The non-date chapters aren’t linear. They have choices and consequences, like a normal Heart’s Choice title. The date chapters have choices and consequences too, but the route choice demarcation is quite sharp. Going by what you and LiliArch are saying, it seems like folks will want checkpoints every chapter.
I play most games in a no save scum not change choices similar to an iron mode. Could you add it like a hard mode and put an achievement with it I am sure it would attract replay value. And in highlights saying I have a hardcore mode sells.
Just by creating three copies of each permanent variable, and writing up a system of menus. To save a slot, the game would set all permanent variables to that of the first copy, and to load a slot, the game would refer to the first copy and adjust the value of all permanent variables based on that. I haven’t tried the checkpoint function, but my method allows players to preview save data before loading it.
I wanted to disable saving on the hardest difficulty, but later decided against it. I was too kind.
(I ran out of likes.
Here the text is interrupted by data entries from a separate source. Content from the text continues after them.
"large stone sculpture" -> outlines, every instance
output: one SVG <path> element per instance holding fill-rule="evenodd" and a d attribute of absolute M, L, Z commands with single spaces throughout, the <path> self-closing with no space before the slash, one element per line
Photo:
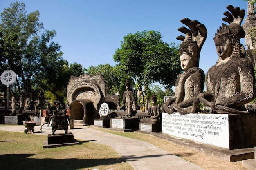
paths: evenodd
<path fill-rule="evenodd" d="M 20 108 L 19 108 L 19 113 L 22 113 L 22 111 L 24 108 L 25 101 L 26 100 L 26 98 L 25 98 L 25 96 L 24 95 L 24 91 L 21 91 L 20 93 L 20 95 L 19 99 Z"/>
<path fill-rule="evenodd" d="M 52 130 L 52 135 L 55 135 L 55 132 L 58 129 L 59 125 L 62 126 L 63 130 L 65 131 L 65 134 L 67 134 L 68 124 L 70 124 L 70 119 L 69 116 L 66 115 L 66 110 L 63 112 L 63 115 L 59 115 L 58 111 L 54 110 L 53 111 L 53 115 L 50 117 L 48 123 L 48 125 L 51 124 L 51 126 Z"/>
<path fill-rule="evenodd" d="M 30 82 L 29 79 L 27 80 L 27 85 L 25 87 L 24 93 L 25 100 L 24 110 L 26 110 L 30 109 L 32 105 L 32 90 L 31 89 L 31 85 L 30 85 Z"/>
<path fill-rule="evenodd" d="M 252 54 L 253 49 L 255 48 L 255 38 L 254 37 L 254 31 L 256 28 L 256 15 L 255 15 L 255 8 L 253 4 L 252 4 L 252 0 L 248 0 L 248 8 L 247 11 L 247 17 L 245 18 L 245 23 L 242 27 L 245 32 L 245 45 L 247 47 L 246 56 L 252 63 L 255 67 L 256 57 Z"/>
<path fill-rule="evenodd" d="M 186 34 L 177 39 L 183 41 L 179 49 L 180 66 L 184 72 L 178 76 L 175 86 L 175 97 L 162 105 L 162 110 L 168 114 L 177 111 L 181 114 L 191 113 L 194 99 L 202 93 L 204 81 L 204 71 L 198 68 L 202 46 L 207 36 L 204 25 L 197 20 L 184 18 L 181 22 L 190 30 L 182 27 L 178 30 Z M 183 109 L 186 108 L 186 109 Z"/>
<path fill-rule="evenodd" d="M 11 101 L 11 108 L 12 110 L 11 115 L 16 115 L 16 110 L 17 110 L 17 95 L 15 93 L 12 93 Z"/>
<path fill-rule="evenodd" d="M 198 99 L 213 110 L 243 113 L 243 105 L 255 97 L 254 70 L 240 42 L 245 34 L 240 26 L 245 11 L 232 5 L 227 8 L 231 13 L 225 12 L 222 20 L 230 24 L 222 24 L 213 38 L 219 59 L 208 71 L 207 92 Z"/>
<path fill-rule="evenodd" d="M 148 124 L 155 124 L 160 123 L 161 110 L 160 107 L 157 105 L 157 97 L 155 94 L 153 94 L 151 96 L 151 103 L 152 105 L 148 107 L 148 113 L 150 117 L 149 118 L 142 119 L 140 122 Z"/>
<path fill-rule="evenodd" d="M 125 86 L 126 90 L 124 92 L 122 107 L 125 106 L 125 117 L 130 118 L 132 116 L 132 108 L 135 96 L 130 88 L 130 83 L 128 80 L 126 80 Z"/>
<path fill-rule="evenodd" d="M 36 112 L 37 113 L 38 110 L 39 110 L 40 113 L 40 116 L 43 116 L 43 110 L 45 104 L 46 102 L 45 101 L 45 98 L 44 96 L 44 91 L 41 90 L 40 92 L 40 96 L 38 97 L 38 104 L 36 106 Z"/>

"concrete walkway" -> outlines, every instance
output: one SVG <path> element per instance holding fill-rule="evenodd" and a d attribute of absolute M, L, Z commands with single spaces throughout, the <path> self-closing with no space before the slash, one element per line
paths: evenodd
<path fill-rule="evenodd" d="M 34 131 L 39 132 L 40 126 Z M 76 126 L 69 129 L 74 138 L 110 146 L 136 170 L 202 170 L 204 169 L 185 161 L 157 146 L 143 141 L 106 132 L 86 126 Z M 24 132 L 24 126 L 0 126 L 0 130 Z M 43 129 L 43 132 L 34 134 L 47 135 L 51 129 Z M 57 134 L 64 132 L 57 130 Z M 28 134 L 30 135 L 30 134 Z M 43 147 L 42 144 L 42 147 Z"/>

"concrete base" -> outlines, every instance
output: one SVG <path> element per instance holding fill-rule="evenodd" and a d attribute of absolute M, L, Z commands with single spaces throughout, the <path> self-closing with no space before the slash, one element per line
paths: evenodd
<path fill-rule="evenodd" d="M 181 146 L 230 162 L 240 161 L 254 157 L 254 150 L 253 148 L 229 150 L 222 148 L 171 136 L 162 133 L 152 133 L 151 135 Z"/>
<path fill-rule="evenodd" d="M 44 142 L 43 148 L 55 148 L 79 144 L 79 142 L 74 139 L 72 133 L 48 135 L 48 141 Z"/>
<path fill-rule="evenodd" d="M 256 114 L 163 112 L 163 133 L 229 150 L 256 146 Z"/>
<path fill-rule="evenodd" d="M 108 128 L 110 127 L 110 126 L 100 126 L 100 125 L 90 125 L 90 126 L 94 128 Z"/>
<path fill-rule="evenodd" d="M 243 160 L 242 164 L 248 170 L 256 170 L 256 162 L 254 159 Z"/>
<path fill-rule="evenodd" d="M 121 129 L 138 129 L 139 126 L 138 117 L 129 118 L 111 118 L 110 127 Z"/>
<path fill-rule="evenodd" d="M 110 128 L 110 119 L 109 120 L 94 120 L 94 125 L 91 126 L 92 127 L 100 128 Z"/>
<path fill-rule="evenodd" d="M 148 124 L 139 123 L 139 130 L 145 132 L 161 132 L 162 124 L 160 123 Z"/>
<path fill-rule="evenodd" d="M 71 145 L 77 145 L 79 144 L 79 142 L 74 140 L 73 142 L 71 143 L 65 143 L 63 144 L 48 144 L 48 141 L 44 141 L 43 148 L 56 148 L 61 146 L 70 146 Z"/>
<path fill-rule="evenodd" d="M 64 133 L 48 135 L 48 144 L 58 144 L 65 143 L 71 143 L 74 141 L 74 135 L 72 133 L 67 134 Z"/>
<path fill-rule="evenodd" d="M 114 131 L 115 132 L 134 132 L 135 131 L 139 130 L 139 128 L 124 129 L 119 129 L 117 128 L 106 128 L 106 130 L 110 130 L 110 131 Z"/>

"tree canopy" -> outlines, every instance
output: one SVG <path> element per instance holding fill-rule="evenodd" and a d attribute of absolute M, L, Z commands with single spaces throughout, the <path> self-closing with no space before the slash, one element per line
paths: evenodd
<path fill-rule="evenodd" d="M 154 31 L 128 34 L 113 56 L 120 71 L 143 86 L 148 99 L 153 83 L 171 88 L 182 71 L 178 47 L 164 42 L 162 38 L 160 32 Z"/>
<path fill-rule="evenodd" d="M 82 74 L 82 66 L 74 63 L 69 67 L 61 45 L 53 41 L 56 31 L 44 30 L 39 16 L 38 11 L 27 14 L 23 3 L 11 3 L 4 8 L 0 15 L 0 71 L 16 73 L 18 93 L 30 82 L 34 96 L 43 89 L 65 106 L 69 78 Z"/>

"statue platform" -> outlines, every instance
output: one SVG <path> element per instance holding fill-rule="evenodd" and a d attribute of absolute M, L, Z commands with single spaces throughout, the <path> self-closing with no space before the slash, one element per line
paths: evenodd
<path fill-rule="evenodd" d="M 111 118 L 110 127 L 107 128 L 112 131 L 123 132 L 133 132 L 139 129 L 139 118 Z"/>
<path fill-rule="evenodd" d="M 79 144 L 79 142 L 74 139 L 72 133 L 48 135 L 48 141 L 44 141 L 43 148 L 55 148 Z"/>
<path fill-rule="evenodd" d="M 107 128 L 110 127 L 110 119 L 101 120 L 96 119 L 94 120 L 94 124 L 91 126 L 96 128 Z"/>
<path fill-rule="evenodd" d="M 229 150 L 256 146 L 256 114 L 162 113 L 164 134 Z"/>
<path fill-rule="evenodd" d="M 146 123 L 139 123 L 139 130 L 148 132 L 162 132 L 162 126 L 160 123 L 148 124 Z"/>

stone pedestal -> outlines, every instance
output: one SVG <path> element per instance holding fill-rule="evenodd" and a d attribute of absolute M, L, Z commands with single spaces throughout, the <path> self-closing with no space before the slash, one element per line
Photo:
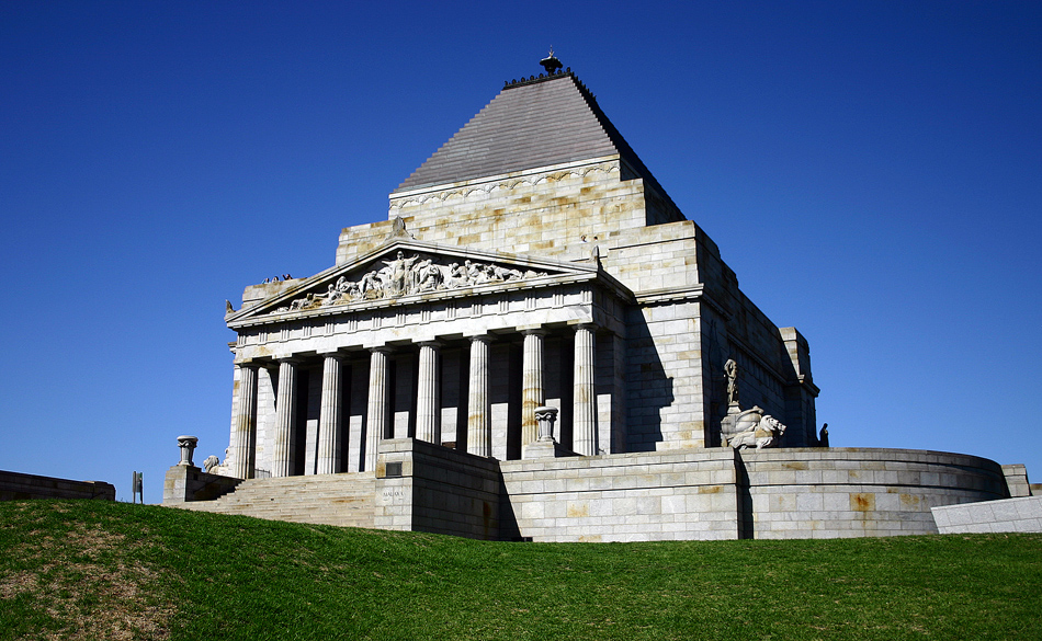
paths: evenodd
<path fill-rule="evenodd" d="M 195 463 L 192 461 L 192 454 L 195 451 L 195 444 L 199 443 L 199 437 L 196 436 L 178 436 L 178 447 L 181 448 L 181 462 L 179 466 L 194 468 Z"/>

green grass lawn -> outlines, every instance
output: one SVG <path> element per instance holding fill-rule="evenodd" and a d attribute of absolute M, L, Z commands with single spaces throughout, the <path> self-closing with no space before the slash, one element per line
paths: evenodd
<path fill-rule="evenodd" d="M 1042 639 L 1042 535 L 507 543 L 0 503 L 0 639 Z"/>

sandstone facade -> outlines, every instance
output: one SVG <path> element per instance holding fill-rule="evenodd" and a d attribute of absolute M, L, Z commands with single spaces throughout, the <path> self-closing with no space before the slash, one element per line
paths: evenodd
<path fill-rule="evenodd" d="M 1006 492 L 990 461 L 922 490 L 948 465 L 930 453 L 817 447 L 807 341 L 740 291 L 570 71 L 508 82 L 386 220 L 342 230 L 331 267 L 247 287 L 226 321 L 227 456 L 171 470 L 172 504 L 270 506 L 264 479 L 354 474 L 322 487 L 353 505 L 372 488 L 361 525 L 636 540 L 933 531 L 930 506 Z M 536 440 L 545 407 L 556 443 Z M 782 449 L 727 447 L 743 408 Z"/>

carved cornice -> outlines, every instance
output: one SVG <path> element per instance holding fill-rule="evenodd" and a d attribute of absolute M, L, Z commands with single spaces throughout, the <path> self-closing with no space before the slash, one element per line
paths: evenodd
<path fill-rule="evenodd" d="M 551 180 L 563 181 L 567 179 L 582 179 L 597 173 L 619 173 L 619 157 L 614 156 L 608 158 L 612 158 L 612 160 L 603 160 L 592 164 L 587 161 L 582 164 L 571 167 L 558 165 L 558 168 L 540 168 L 539 171 L 525 172 L 521 175 L 492 176 L 491 179 L 482 179 L 480 181 L 473 181 L 463 185 L 451 185 L 449 187 L 439 185 L 440 188 L 427 188 L 418 191 L 418 193 L 406 192 L 392 196 L 390 209 L 395 210 L 404 207 L 420 206 L 431 201 L 445 202 L 450 198 L 466 199 L 474 195 L 484 198 L 496 190 L 512 191 L 523 186 L 536 186 Z"/>

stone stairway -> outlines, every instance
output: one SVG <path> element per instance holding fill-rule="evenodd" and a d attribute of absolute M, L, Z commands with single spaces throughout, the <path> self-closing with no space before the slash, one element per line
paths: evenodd
<path fill-rule="evenodd" d="M 252 479 L 219 499 L 177 506 L 271 520 L 372 528 L 375 494 L 374 472 L 349 472 Z"/>

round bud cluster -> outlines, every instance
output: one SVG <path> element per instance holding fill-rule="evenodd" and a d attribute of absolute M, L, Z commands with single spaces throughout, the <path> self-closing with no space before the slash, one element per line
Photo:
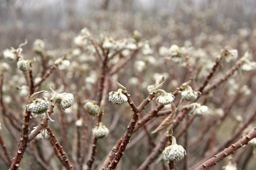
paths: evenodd
<path fill-rule="evenodd" d="M 98 139 L 107 136 L 109 132 L 109 129 L 106 128 L 105 126 L 102 126 L 101 122 L 99 123 L 99 126 L 97 126 L 92 129 L 93 136 Z"/>
<path fill-rule="evenodd" d="M 35 130 L 36 130 L 37 127 L 33 128 L 34 129 L 31 131 L 31 133 L 32 133 L 33 132 L 34 132 L 34 131 L 35 131 Z M 45 139 L 47 139 L 49 138 L 49 132 L 48 132 L 47 129 L 46 129 L 45 128 L 43 128 L 41 130 L 41 133 L 37 135 L 37 136 L 35 137 L 35 139 L 36 140 L 43 140 Z"/>
<path fill-rule="evenodd" d="M 122 104 L 128 100 L 127 97 L 120 92 L 111 92 L 109 94 L 109 101 L 114 104 Z"/>
<path fill-rule="evenodd" d="M 174 100 L 174 96 L 170 93 L 162 93 L 156 98 L 156 102 L 163 105 L 171 103 Z"/>
<path fill-rule="evenodd" d="M 64 93 L 60 94 L 62 95 L 61 106 L 62 109 L 68 108 L 74 103 L 74 96 L 70 93 Z"/>
<path fill-rule="evenodd" d="M 17 62 L 17 67 L 22 71 L 27 71 L 30 67 L 29 61 L 27 60 L 20 59 Z"/>
<path fill-rule="evenodd" d="M 163 152 L 164 158 L 171 161 L 180 161 L 186 155 L 186 151 L 182 145 L 176 143 L 176 139 L 173 136 L 172 141 L 172 144 L 165 147 Z"/>
<path fill-rule="evenodd" d="M 28 105 L 27 109 L 36 114 L 44 113 L 47 111 L 50 105 L 50 102 L 46 100 L 45 97 L 36 99 Z"/>
<path fill-rule="evenodd" d="M 188 101 L 193 101 L 198 97 L 198 94 L 195 91 L 186 90 L 181 93 L 182 98 Z"/>
<path fill-rule="evenodd" d="M 83 106 L 85 110 L 91 116 L 97 115 L 101 112 L 101 107 L 95 102 L 88 102 Z"/>
<path fill-rule="evenodd" d="M 206 106 L 201 106 L 200 107 L 196 108 L 193 113 L 194 115 L 197 116 L 202 116 L 204 115 L 207 112 L 208 107 Z"/>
Will distribute more tomorrow)
Out of nowhere, the sky lights up, green and red arcs crackling and dancing across the Milky Way like a curtain in the wind, causing the bustling streets to turn into a full-scaled traffic jam, as more and more people stop and turn to look up at the sight.
”What on Earth,” Nordvarg says. ”Aren’t we too south for Foxfires? …what’re they called in English, anyway?”
”Aurora Borealis,” Vintervarg says.
”That’s not English.” Nordvarg scratches her temple. ”That’s Latin.”
”Foxfires,” Kokko mutters absentmindedly, then snapping their attention back to the surroundings, blinking like an owl in the headlights. ”Eldräven. Reven’s in trouble.”
You’re very impressive to not save scum A hard mode would be a fun achievement! Like Honor Mode in Baldur’s Gate 3.
@ChanceOfFire I’ve bookmarked your post so I can remember how to set up save slots. I think I’d want to test it out on a smaller game first before tacking it onto a bigger project. Thanks for telling me how to make it possible!